A composite of HST images of the Kuiper Belt binary, WW31 The Kuiper Belt consists of icy planetoids that orbit the Sun within a broad band stretching from Neptune's orbit (~30 AU) to distance sof ~50 AU from the Sun (see David Jewitt's Kuiper Belt page for details). Over 500 KBOs are currently known out of a population of perhaps 70,000 objects with diameters exceeding 100 km. Approximately 2% of the known KBOs are binary (including Pluto, one of the largest known KBOs, regardless of whether one considers it a planet or not). This is a surprisingly high fraction, given the difficulties involved in forming such systems and the relative ease with which they can be disrupted. It remains unclear whether these systems formed from single KBOs (through collisions or 3-body interactions) as the Kuiper Belt and the Solar System have evolved, or whether they represent the final tail of an initial (much larger) population of primordial binaries. This proposal will use WFPC2 imaging of known KBOs to identify new binary systems.
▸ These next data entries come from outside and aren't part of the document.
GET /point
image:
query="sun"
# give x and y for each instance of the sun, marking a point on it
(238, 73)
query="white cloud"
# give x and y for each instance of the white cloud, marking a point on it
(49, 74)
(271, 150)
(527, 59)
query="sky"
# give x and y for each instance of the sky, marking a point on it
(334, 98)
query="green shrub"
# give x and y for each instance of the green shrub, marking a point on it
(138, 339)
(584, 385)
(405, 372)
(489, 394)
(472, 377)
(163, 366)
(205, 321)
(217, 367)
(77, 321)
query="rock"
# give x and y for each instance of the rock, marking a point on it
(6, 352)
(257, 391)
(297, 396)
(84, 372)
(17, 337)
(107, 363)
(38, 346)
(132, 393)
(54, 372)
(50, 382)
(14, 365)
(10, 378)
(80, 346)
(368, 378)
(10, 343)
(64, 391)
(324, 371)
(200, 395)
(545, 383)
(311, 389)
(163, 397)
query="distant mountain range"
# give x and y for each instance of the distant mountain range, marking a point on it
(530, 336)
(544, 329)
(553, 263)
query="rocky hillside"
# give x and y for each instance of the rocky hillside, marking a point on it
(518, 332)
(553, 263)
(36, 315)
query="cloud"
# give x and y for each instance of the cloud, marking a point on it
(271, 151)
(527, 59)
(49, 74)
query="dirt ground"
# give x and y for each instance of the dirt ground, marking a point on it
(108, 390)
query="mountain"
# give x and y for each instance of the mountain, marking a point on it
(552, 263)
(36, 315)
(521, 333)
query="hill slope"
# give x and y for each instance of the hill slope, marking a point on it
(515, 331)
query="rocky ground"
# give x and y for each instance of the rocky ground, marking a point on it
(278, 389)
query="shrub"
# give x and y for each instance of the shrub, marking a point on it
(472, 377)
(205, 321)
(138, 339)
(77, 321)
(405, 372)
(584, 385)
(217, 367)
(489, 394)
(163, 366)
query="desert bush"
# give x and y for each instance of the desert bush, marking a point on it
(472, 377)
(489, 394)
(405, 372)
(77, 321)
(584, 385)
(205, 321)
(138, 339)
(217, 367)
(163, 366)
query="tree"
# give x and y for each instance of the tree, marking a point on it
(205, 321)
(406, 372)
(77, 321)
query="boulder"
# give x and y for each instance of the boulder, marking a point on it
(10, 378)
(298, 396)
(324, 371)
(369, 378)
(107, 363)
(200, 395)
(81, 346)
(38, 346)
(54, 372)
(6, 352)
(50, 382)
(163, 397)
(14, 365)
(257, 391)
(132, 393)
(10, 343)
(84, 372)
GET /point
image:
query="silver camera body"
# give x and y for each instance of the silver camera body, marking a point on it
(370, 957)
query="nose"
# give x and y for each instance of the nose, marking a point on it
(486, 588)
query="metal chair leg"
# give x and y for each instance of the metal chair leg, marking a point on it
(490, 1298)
GO 11564: Optical and Ultraviolet Photometry of Isolated Neutron Stars

Artist's impression of a neutron star Neutron stars are extremely compact (~10 km diameter) massive (~1.4 to 2 solar mass) remnants of high mass (> 7 solar mass) stars. Formed during the gravitational core-collapse of Type Ib, Ic and II supernovae, they have initial temperatures exceeding 1011 Kelvon, but cool very rapidly with time. Their existence was originally proposed by Zwicky and Baade in the 1930s, but they remained unobserved until the late-1960s, when Hewish and Bell identified a pulsing radio source in the Crab nebula as a neutron star. (Hewish and Okoye had previously identified "an unusual source of high radio brightness temperature" within the crab.) Neutron stars have strong magnetic fields and rapid rotation, leading to radiation beaming along the magnetic poles; the observed pulses result from the beams sweeping across the terrestrial line of sight. Numerous pulsars are currently known, but direct observations of the neutron star's "photosphere" are much rarer. The present observations will used WFPC2 to image five previously-detected neutron stars in the U and B bands, mapping the blue/ultraviolet flux distribution and enabling the potential measurement of proper motions.

GO 11966:

The Recent Star Formation History of SINGS Galaxies
Spitzer IRAC image of the one-armed spiral, NGC 4725; the 5.8 and 8 micron data (red) highlight warm dust clouds SINGS is the Spitzer Infrared Nearby Galaxy Survey, a comprehensive imaging and spectroscopic study of 75 nearby galaxies (D < 30 Mpc). The program combines Spitzer mid-infrared observations (With IRAC, MIPS and the IRS) with optical data from ground-based telescope and HST, radio observations and UV imaging with GALEX. The overall goalm of the program is to map the distribution of gas and dust in these nearby systems, and hence probe the nature and distribution of physical processes within the ISM. Many of the SINGS targets lack high-resolution ultraviolet imaging, and the present communtiy program was allocated Director's Discretionary Time of HST for WFPC2 F336W (U-band) and (in a few cases) F656N (H-alpha) imaging of a subset of the sample. The data will be of particular use in resolving and providing reliable age estimates for individual star clusters.